Temperatura máxima = 11,9 ºC (13h25)
Temperatura mínima = 9,3 ºC (00h00)

CONDIÇÕES ACTUAIS:
Temperatura = 11,6 ºC 
Pressão atmosférica = 1030 hPa

*Períodos de chuva  ao início da manhã.*

Este mês: Temp. máxima = 15,1 ºC (dia 5); Temp. mínima = 4,1 ºC (dia 4).


----------



## algarvio1980 (10 Jan 2013 às 20:49)

Boas, por aqui um dia com sol e vento fraco com as cegonhas completamente felizes, diria que estamos na Primavera, e o Inverno este ano por aqui nem vamos vê-lo, com as cegonhas por cá, tenho muitas dúvidas. 

Máxima: 16.9ºC
mínima: 6.8ºC
actual: 11.2ºC


----------



## Gerofil (10 Jan 2013 às 21:08)

Estremoz:

Temperatura máxima = 12,9 ºC (13h40)
Temperatura mínima = 10,9 ºC (07h55)

CONDIÇÕES ACTUAIS:
Temperatura = 11,5 ºC 
Pressão atmosférica = 1028 hPa

Este mês: Temp. máxima = 15,1 ºC (dia 5); Temp. mínima = 4,1 ºC (dia 4).


----------



## trovoadas (11 Jan 2013 às 01:35)

algarvio1980 disse:


> Boas, por aqui um dia com sol e vento fraco com as cegonhas completamente felizes, diria que estamos na Primavera, e o Inverno este ano por aqui nem vamos vê-lo, com as cegonhas por cá, tenho muitas dúvidas.
> 
> Máxima: 16.9ºC
> mínima: 6.8ºC
> actual: 11.2ºC



Eu quero acreditar que vai ser bem diferente do ano anterior...ainda temos mais de 2 meses de Inverno pela frente! 

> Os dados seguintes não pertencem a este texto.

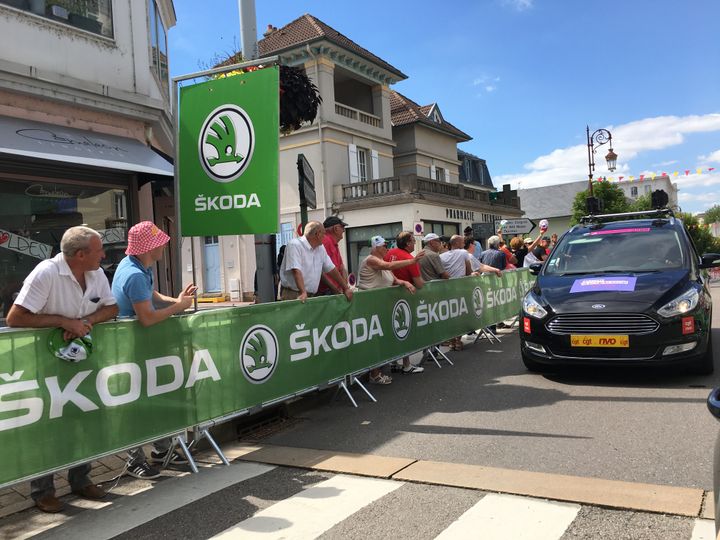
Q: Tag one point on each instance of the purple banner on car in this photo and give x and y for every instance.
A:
(615, 283)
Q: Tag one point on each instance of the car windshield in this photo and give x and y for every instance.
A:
(627, 249)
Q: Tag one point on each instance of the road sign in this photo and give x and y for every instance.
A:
(515, 226)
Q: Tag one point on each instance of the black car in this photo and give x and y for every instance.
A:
(620, 289)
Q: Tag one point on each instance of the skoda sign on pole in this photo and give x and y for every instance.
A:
(228, 155)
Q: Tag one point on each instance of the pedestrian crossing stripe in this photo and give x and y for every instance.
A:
(312, 511)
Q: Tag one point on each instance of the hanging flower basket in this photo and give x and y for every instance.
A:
(299, 97)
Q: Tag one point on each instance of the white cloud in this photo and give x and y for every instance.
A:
(519, 5)
(713, 157)
(569, 164)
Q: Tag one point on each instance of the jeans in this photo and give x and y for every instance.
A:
(78, 477)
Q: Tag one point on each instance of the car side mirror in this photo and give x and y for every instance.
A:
(710, 260)
(535, 268)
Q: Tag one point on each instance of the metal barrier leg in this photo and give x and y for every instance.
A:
(181, 441)
(355, 380)
(205, 433)
(443, 355)
(347, 393)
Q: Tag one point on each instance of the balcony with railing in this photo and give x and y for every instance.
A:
(410, 187)
(358, 115)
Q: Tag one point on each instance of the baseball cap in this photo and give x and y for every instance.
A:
(333, 220)
(145, 236)
(377, 241)
(74, 350)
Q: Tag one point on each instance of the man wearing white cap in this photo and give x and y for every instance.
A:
(69, 291)
(431, 267)
(133, 289)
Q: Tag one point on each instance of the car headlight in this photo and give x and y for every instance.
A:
(682, 304)
(532, 307)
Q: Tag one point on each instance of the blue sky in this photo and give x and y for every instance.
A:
(524, 77)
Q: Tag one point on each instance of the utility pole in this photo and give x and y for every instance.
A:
(264, 243)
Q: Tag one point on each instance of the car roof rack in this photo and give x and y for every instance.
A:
(599, 218)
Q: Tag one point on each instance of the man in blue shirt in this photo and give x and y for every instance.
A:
(134, 292)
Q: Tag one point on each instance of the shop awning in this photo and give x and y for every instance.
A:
(47, 141)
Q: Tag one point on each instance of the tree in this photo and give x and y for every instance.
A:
(613, 198)
(712, 214)
(704, 241)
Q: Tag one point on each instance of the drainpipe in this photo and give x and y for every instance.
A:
(322, 146)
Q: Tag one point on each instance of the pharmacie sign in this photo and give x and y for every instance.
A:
(227, 155)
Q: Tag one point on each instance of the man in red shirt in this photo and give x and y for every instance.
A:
(334, 231)
(405, 242)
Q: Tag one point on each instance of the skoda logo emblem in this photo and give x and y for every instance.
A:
(402, 317)
(258, 354)
(226, 143)
(477, 302)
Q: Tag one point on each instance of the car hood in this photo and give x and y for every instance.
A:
(618, 292)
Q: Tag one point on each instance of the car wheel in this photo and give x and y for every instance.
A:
(532, 365)
(706, 364)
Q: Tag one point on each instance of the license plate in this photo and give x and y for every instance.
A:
(599, 340)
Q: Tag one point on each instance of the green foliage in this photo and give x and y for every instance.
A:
(612, 196)
(704, 241)
(712, 214)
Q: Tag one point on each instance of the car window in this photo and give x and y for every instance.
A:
(629, 249)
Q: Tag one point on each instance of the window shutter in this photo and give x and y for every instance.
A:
(352, 159)
(375, 165)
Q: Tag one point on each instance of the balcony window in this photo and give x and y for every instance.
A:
(158, 46)
(91, 15)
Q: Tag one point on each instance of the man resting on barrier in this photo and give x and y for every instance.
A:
(69, 291)
(304, 263)
(134, 292)
(374, 273)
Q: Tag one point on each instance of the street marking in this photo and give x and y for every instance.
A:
(498, 517)
(132, 511)
(704, 529)
(314, 510)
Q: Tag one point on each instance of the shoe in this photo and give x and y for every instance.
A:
(91, 491)
(143, 471)
(412, 369)
(176, 459)
(50, 504)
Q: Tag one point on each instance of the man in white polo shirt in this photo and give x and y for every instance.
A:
(304, 263)
(71, 292)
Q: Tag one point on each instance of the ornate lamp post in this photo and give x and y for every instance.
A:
(597, 139)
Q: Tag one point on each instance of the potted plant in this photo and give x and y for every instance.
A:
(80, 16)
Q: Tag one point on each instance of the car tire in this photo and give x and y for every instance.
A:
(705, 365)
(532, 365)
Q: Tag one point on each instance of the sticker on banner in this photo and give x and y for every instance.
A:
(258, 354)
(615, 283)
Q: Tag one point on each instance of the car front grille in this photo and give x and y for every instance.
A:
(633, 324)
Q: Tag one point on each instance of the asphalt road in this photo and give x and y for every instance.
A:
(646, 425)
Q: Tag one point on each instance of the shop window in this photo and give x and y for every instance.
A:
(441, 228)
(91, 15)
(358, 241)
(34, 216)
(158, 46)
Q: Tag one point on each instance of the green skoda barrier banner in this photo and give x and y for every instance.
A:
(228, 155)
(140, 384)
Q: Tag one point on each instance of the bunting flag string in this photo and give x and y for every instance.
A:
(651, 176)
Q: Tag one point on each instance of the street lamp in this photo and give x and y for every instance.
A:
(597, 139)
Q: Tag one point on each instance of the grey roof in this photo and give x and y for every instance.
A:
(550, 201)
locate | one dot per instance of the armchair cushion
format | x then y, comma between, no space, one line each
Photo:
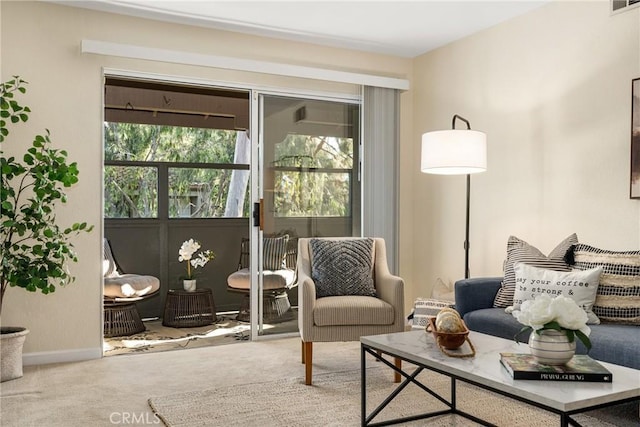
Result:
352,310
342,267
272,279
130,286
274,252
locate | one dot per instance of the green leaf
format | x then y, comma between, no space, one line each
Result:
585,339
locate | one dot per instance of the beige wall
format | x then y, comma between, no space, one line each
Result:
552,90
41,42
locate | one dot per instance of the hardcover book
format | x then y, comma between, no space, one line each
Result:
579,368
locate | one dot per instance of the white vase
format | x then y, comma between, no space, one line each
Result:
11,342
189,285
551,347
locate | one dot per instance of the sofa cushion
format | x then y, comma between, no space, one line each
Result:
342,267
618,296
352,310
520,251
580,286
494,321
613,343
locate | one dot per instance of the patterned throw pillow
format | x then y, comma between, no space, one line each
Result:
342,267
618,297
580,286
521,251
274,252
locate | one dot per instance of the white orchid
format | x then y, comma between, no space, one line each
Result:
186,252
560,313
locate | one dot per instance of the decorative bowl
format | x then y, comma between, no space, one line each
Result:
448,340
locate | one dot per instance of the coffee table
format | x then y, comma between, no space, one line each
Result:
485,371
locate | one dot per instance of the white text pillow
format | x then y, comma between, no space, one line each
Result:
580,286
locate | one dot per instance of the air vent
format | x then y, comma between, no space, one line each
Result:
618,6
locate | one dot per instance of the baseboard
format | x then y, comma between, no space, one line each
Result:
61,356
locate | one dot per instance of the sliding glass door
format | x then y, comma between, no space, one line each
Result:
308,185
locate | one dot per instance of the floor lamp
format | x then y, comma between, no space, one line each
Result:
455,152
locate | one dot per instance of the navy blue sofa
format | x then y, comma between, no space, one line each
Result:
613,343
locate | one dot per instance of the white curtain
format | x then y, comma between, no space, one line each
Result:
381,108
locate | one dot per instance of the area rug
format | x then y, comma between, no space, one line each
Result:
334,400
157,337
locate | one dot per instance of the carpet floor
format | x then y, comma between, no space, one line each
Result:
157,338
334,400
115,390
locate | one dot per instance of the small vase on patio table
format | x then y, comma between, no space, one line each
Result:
189,285
551,347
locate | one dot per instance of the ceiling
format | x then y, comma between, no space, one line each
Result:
399,28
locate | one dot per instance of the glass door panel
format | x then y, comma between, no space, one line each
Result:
310,186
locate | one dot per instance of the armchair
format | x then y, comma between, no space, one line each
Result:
346,317
121,292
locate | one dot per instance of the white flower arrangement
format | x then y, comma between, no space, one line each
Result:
560,313
186,253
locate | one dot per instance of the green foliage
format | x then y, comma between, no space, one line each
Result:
34,249
312,173
132,191
315,176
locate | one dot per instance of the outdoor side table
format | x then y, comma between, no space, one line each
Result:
185,309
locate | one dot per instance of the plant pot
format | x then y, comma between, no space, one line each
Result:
11,342
551,347
189,285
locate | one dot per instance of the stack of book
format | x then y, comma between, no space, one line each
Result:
579,368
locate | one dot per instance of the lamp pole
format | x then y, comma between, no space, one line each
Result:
466,239
456,152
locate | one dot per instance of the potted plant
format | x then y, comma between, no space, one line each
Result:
186,253
560,320
34,249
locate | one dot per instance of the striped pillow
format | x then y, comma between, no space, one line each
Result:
274,252
618,296
521,251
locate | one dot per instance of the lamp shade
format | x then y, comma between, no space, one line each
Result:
454,152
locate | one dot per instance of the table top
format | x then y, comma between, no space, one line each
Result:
485,368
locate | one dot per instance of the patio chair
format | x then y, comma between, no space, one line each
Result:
279,276
346,291
121,293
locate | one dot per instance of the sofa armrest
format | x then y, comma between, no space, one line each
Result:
476,293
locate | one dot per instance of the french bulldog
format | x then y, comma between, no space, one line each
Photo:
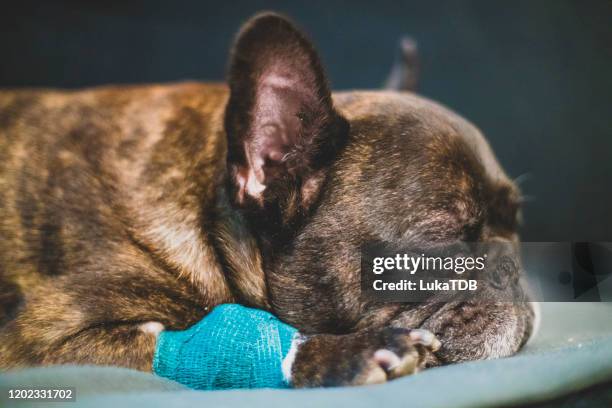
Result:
127,210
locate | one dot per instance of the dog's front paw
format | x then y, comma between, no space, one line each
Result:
367,357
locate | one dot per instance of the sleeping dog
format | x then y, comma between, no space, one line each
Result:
128,210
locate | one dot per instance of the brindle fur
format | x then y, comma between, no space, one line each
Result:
124,205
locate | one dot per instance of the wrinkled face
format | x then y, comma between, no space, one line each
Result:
318,177
412,172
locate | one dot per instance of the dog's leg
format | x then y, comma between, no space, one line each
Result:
366,357
113,320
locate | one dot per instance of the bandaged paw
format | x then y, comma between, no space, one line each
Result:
232,347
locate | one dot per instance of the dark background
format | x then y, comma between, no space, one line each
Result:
535,76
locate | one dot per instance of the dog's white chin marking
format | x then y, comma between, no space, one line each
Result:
153,328
287,363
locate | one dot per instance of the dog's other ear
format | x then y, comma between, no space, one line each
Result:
404,75
280,121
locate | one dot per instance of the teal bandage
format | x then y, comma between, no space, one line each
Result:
232,347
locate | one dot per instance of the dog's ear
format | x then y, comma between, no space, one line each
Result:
280,121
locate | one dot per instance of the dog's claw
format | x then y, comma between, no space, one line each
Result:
425,338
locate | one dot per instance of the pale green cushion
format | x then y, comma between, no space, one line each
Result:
572,351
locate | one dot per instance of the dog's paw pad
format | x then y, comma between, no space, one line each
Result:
395,366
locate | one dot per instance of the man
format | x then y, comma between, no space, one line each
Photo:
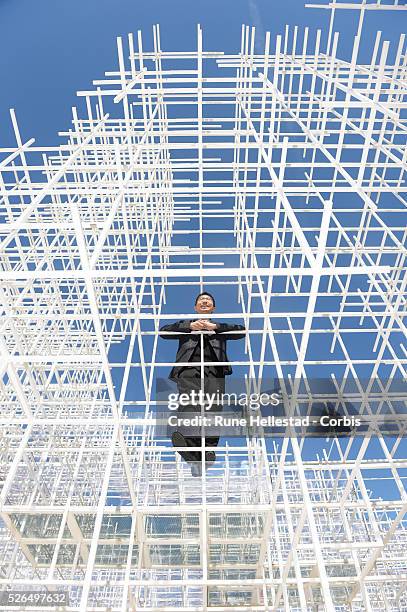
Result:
194,337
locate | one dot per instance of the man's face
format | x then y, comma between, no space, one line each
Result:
204,305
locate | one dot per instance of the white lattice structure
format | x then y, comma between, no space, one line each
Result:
278,181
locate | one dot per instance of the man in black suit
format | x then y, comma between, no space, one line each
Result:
195,336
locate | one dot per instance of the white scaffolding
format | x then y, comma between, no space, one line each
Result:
276,180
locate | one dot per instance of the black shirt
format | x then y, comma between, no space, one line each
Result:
209,353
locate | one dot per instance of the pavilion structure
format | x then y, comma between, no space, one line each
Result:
276,180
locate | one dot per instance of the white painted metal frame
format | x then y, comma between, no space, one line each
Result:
278,181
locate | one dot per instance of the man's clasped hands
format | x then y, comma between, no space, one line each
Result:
203,325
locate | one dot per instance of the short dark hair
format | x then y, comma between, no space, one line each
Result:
204,293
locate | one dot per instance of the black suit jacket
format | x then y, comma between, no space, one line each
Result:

Tirando o mês de Novembro e aquele início de Dezembro com alguma chuva as semelhanças com o ano passado são notórias(no Algarve). Dias muito calmos, amenos e com muita humidade. Precipitação muito reduzida! A avaliar pelas previsões teremos de esperar até à última semana do mês para tirar conclusões. Parece que a conversa do adiar adiar...afinal não é lamechiche


----------



## Agreste (11 Jan 2013 às 19:29)

Não podemos excluir uma mão cheia de dias bem frios até ao final do mês. E mesmo depois do frio é possível que a circulação polar venha ter connosco. Não estou pessimista.


----------



## Gerofil (11 Jan 2013 às 21:19)

Estremoz:

Temperatura máxima = 15,3 ºC (11h18)
Temperatura mínima = 9,8 ºC (07h59)

CONDIÇÕES ACTUAIS:
Temperatura = 11,3 ºC 
Pressão atmosférica = 1026 hPa

*O dia de hoje ficou marcado pela subida moderada da temperatura.*

Este mês: Temp. máxima = *15,3 ºC* (dia 11); Temp. mínima = 4,1 ºC (dia 4).


----------



## algarvio1980 (11 Jan 2013 às 22:47)

Boas, por aqui, dia primaveril com céu pouco nublado.

Máxima: 18.2ºC
mínima: 8.1ºC
actual: 10.2ºC


----------



## Agreste (11 Jan 2013 às 22:49)

Disseram-se que choveu em Tavira hoje, chuviscou...


----------



## algarvio1980 (11 Jan 2013 às 22:52)

Agreste disse:


> Disseram-se que choveu em Tavira hoje, chuviscou...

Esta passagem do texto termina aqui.